In 1897 a four-year, non-degree course of study in art was introduced offering “charcoal, crayon, pencil, pen and ink drawing, oil, watercolor, pastel, tapestry and china painting.” Also offered were “special classes in industrial designing and illustrating, ornamental and decorative work.” Between 1903 and 1913, the Conservatory of Music and Arts was established as a more professionally oriented school on the order of similar specialized schools in the country, and offered a four-year program of study leading to a diploma, but not a college degree. The Conservatory was abolished with the organization of the College of Arts and Sciences in 1913. At that time, the Art Department, along with Music and Expression (a forerunner to Drama), became part of the Department of Fine Arts.
The first art major program of study leading to a bachelor of arts degree was introduced in 1929. A concentration in art history was added in 1976. A Bachelor of Fine Arts degree was instituted in 1982. The Master of Fine Arts graduate degree, one of the first such programs in the country, was initiated in 1952.
Fine Arts Center
The Fine Arts Center was designed by the noted architect Edward Durell Stone, an Arkansas native. Opened in 1951, it was one of the first educational facilities in the country to combine the Fine Arts under one roof.

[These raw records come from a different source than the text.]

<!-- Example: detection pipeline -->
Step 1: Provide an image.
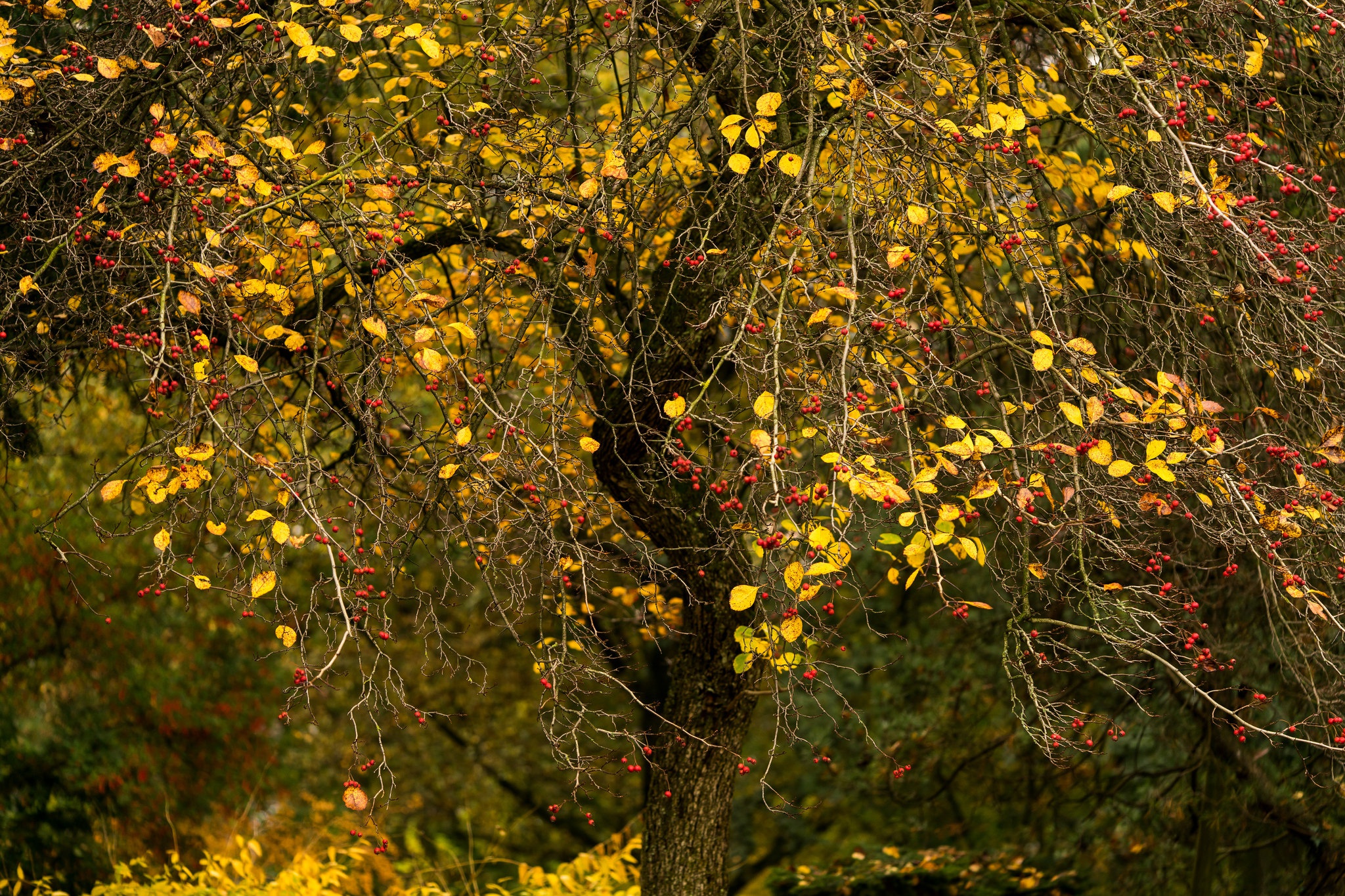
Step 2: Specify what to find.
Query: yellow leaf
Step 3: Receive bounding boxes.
[361,317,387,341]
[1243,40,1266,75]
[968,475,1000,497]
[757,93,784,118]
[598,146,629,180]
[1154,191,1177,215]
[1088,439,1113,466]
[729,584,756,610]
[1084,395,1105,423]
[252,570,276,598]
[1145,458,1177,482]
[448,321,476,345]
[285,22,313,47]
[412,348,444,373]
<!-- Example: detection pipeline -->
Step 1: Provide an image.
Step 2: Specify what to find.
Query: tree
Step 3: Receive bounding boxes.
[8,0,1345,893]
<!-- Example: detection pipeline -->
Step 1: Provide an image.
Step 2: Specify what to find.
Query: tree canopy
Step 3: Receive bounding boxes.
[0,0,1345,893]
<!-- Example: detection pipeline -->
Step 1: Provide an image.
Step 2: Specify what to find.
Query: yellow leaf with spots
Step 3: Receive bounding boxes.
[448,321,476,345]
[729,584,756,610]
[752,393,775,416]
[1084,395,1105,423]
[775,152,803,177]
[252,570,276,598]
[285,22,313,47]
[413,348,444,373]
[1088,439,1113,466]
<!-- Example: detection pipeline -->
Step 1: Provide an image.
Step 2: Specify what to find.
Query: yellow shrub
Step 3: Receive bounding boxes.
[495,834,640,896]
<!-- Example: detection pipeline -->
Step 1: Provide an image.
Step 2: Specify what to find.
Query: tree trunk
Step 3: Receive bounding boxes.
[640,566,756,896]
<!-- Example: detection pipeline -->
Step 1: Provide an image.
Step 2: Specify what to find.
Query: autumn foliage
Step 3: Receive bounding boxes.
[8,0,1345,893]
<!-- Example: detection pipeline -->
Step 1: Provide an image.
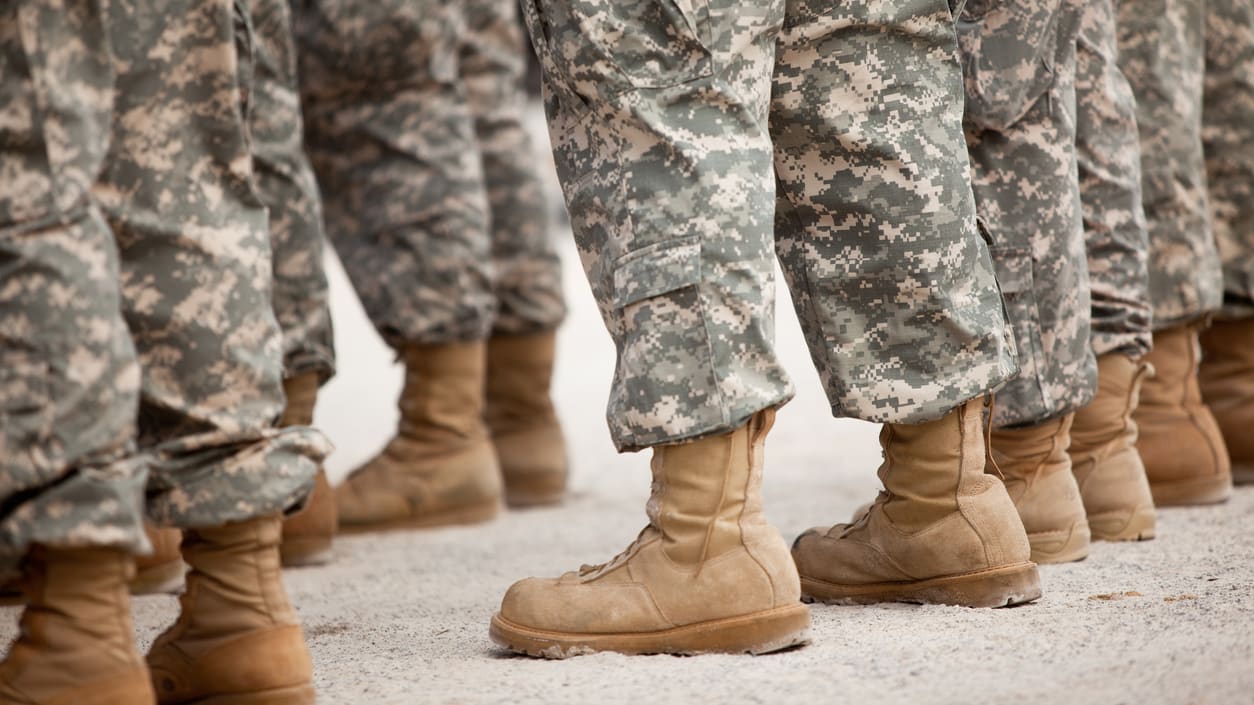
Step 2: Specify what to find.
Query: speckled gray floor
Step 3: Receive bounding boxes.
[0,112,1254,705]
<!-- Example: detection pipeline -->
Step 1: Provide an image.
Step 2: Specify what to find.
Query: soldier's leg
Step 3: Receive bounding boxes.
[1200,0,1254,483]
[248,0,336,566]
[0,0,153,704]
[1116,0,1231,506]
[296,0,502,529]
[958,0,1097,563]
[1068,0,1155,541]
[490,0,809,656]
[459,0,567,506]
[770,0,1040,606]
[94,0,327,704]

Initially the Departments of Art, Architecture and Music shared the classroom wing of the building, while the Fine Arts Gallery occupied the space between the University Theatre and Concert Hall on the first floor.
Stone, with his typical enthusiasm in undertaking a project, designated original furniture pieces to be designed for the building as well as a series of eight mobiles by the inventor of the medium, internationally renowned sculptor Alexander Calder. Stone, who was friends with Calder, tried to include the artist’s work in all public and many private commissions as well. The Calder mobiles were intended to hang under a unique “mesh ceiling” in the Concert Hall, above wall sconces at either side of the room. They were designated as “light fixtures” to make sure that they were not excluded as an “alternate deductible” in the project.
Several unique furniture pieces were designed for the project as well. Stone himself designed what has come to be called the “plough-back” chairs and chaise lounges. The chair was built by Fulbright Industries in Fayetteville, owned by the family of Arkansas Senator J.W. Fulbright, after whom the Fulbright College of Arts and Sciences is named. They were in the business of building farm inplements, and so with a slight re-tooling of the plough machines, they built the structure of the chairs and lounges. The Gibson family, also from the area, caned the pieces in oak slats.